Why a seller should make sure that non fully paid-up shares are paid up before transfer

The Companies and Associations Code provides in Article 5:66 for private limited companies (“besloten vennootschap” or “BV”’) and Article 7:77 for public limited companies (“naamloze vennootschap” or “NV”) for the joint and several liability of both the transferor and the transferee for paying up not fully paid-up shares. This joint and several liability applies with regard to both the company (or the administrator (“curator”) in the event of bankruptcy) and to third parties (e.g. creditors). This legal provision is mandatory and does not allow parties to contractually determine otherwise. The transferor is only released from this joint and several liability after five years have passed since the (opposability of the) transfer.

The company, the administrator or the creditors can therefore choose which of the two they will hold liable to pay in full: the transferor, the transferee or both jointly and severally.

In case the transferor is held liable, he can seek recourse against the transferee (unless such was contractually excluded). Of course, this recourse claim only offers relief if the transferee is sufficiently solvent.

If a seller wants to be sure that he can no longer be held liable to pay up in full after the transfer of his not fully paid-up shares, he can only obtain this certainty by making the payment in full himself before the transfer of ownership takes place, or by ensuring that the buyer on the day of the transfer, by way of closing action, proceeds to the payment in full.

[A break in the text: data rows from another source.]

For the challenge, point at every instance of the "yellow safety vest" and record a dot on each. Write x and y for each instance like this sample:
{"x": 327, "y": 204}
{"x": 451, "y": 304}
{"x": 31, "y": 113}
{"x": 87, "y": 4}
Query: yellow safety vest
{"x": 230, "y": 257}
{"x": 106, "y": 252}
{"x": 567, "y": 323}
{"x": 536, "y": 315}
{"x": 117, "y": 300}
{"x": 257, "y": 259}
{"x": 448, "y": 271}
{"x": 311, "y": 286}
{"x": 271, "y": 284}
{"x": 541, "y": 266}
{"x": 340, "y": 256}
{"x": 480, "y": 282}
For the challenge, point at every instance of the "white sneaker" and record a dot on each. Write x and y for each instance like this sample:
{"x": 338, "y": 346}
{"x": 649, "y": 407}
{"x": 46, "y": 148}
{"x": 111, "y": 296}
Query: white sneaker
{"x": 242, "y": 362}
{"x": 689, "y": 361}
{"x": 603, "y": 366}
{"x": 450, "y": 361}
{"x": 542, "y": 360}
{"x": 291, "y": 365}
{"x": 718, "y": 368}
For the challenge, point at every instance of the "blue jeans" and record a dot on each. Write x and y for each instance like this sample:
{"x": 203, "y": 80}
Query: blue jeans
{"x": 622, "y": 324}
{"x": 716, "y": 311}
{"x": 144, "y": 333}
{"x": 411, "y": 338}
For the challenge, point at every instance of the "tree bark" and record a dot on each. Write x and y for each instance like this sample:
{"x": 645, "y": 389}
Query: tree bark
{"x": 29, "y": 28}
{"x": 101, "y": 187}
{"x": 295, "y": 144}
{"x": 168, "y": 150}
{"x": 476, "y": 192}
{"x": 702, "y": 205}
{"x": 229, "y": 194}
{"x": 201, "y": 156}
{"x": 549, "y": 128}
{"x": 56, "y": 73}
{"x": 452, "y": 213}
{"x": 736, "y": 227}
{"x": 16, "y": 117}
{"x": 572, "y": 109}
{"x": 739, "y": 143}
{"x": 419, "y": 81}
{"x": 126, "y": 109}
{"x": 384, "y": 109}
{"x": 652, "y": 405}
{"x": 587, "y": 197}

The most easy option will consist in a payment in full by the buyer as a closing action. Since the buyer most likely will have taken into account in his price determination that the shares have not been fully paid up (and will therefore have deducted the amount still to be paid up from the offered price) a payment in full by the seller before the transfer date will in any case give rise to a higher price to be paid by the buyer. In that case, the buyer can just as well proceed immediately to the payment in full at the transfer date.

In both cases, the payment in full will mean that the buyer will have to make more resources available: he will have to pay a higher price or fully pay-up himself. If the amount to be paid up is substantial, parties should think about this in a timely manner so that the buyer can include this prospect of payment in full in his financing and cash flow plan.